Taking 6 historical records of geographic positions in a company as an example, the food material components contained in each menu corresponding to the historical records are as follows: 30. 32, 28, 35, 38 and 50, and the set range is 20-40.
And screening partial history records 30, 32, 28, 35 and 38 in the set range from the 6 history records according to the set range of 20-40. The filtering of the history using the set range is to ensure the validity of the record, and such accidental data can be eliminated when the user has more than 1 person at a specified restaurant near the company.

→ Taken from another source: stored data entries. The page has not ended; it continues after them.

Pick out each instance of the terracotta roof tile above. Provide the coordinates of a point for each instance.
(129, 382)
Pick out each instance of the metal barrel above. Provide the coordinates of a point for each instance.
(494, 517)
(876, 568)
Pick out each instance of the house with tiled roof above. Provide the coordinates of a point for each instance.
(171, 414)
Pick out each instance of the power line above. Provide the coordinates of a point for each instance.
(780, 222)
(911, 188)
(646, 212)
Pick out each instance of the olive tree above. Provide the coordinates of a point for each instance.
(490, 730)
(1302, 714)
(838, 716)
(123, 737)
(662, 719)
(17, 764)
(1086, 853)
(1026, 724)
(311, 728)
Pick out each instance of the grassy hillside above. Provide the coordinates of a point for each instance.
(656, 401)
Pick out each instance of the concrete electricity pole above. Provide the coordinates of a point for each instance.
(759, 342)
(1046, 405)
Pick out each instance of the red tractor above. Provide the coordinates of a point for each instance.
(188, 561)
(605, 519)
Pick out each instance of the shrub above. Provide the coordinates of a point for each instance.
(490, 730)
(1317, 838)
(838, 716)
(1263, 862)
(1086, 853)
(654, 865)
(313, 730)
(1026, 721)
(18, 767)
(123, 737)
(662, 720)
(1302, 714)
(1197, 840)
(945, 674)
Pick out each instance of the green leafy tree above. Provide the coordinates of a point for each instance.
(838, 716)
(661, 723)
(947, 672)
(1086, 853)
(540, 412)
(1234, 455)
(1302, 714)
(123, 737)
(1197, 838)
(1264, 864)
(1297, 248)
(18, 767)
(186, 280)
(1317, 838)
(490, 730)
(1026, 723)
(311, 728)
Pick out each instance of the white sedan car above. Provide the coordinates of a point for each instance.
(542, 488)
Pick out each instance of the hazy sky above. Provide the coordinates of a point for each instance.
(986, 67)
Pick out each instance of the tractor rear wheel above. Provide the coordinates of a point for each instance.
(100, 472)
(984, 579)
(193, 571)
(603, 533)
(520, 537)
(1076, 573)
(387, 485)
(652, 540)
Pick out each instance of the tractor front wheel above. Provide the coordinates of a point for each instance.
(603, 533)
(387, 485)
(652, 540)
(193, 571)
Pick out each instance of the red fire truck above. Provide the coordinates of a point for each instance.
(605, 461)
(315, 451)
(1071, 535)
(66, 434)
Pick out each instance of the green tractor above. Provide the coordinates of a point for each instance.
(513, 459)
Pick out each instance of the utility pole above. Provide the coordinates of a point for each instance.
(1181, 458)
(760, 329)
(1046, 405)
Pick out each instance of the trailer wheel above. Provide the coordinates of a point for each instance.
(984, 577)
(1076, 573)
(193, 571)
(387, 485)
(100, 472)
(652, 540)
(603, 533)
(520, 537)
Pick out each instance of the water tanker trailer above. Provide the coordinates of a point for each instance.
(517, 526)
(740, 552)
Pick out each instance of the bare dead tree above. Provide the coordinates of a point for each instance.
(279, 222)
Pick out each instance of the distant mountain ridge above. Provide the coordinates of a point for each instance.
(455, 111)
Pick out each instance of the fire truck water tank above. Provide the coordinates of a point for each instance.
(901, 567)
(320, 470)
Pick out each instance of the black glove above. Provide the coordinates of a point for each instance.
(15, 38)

Then, the partial histories 30, 32, 28, 35, 38 are averaged to obtain a first average value of 32.6.
And then, performing difference operation on the food material component corresponding to each part of history record and the first average value to obtain the meal deviation corresponding to each history record, wherein the difference operation sequentially comprises the following steps: -2.6, -0.6, -4.6, 2.4, 5.4, and averaging the absolute values corresponding to these meal deviations, obtaining a second average of 3.12.
And finally, calculating the difference value and the sum value of the first average value 32.6 and the second average value 3.12, wherein the difference value and the sum value are 29.48 and 35.72 in sequence, taking the difference value 29.48 as the lower limit value of the effective food volume range corresponding to the current geographical position (company) of the user, and taking the sum value 35.72 as the upper limit value of the effective food volume range corresponding to the current geographical position (company) of the user.
The effective food amount range corresponding to the current geographical position (company) of the user is determined, so that the food amount standard of the user in the current geographical position (company) is determined to be 29.48-35.72.
In the same way, the food consumption standard of the user when the current geographical location is the family can be determined, and details are not repeated herein.
Optionally, when the meal size standard is determined, the corresponding meal size standard can be further determined according to the meal time.
For example, the user's eating criteria for breakfast time period and dinner time period at home, the user's eating criteria for lunch time period and dinner time period at a designated restaurant near the company, and so on. Because the time period needs to be further selected when the dining standards of different time periods corresponding to different positions are calculated, and the subsequent calculation mode is the same as the previously calculated dining standard of the specified restaurant in the company, the details are not repeated.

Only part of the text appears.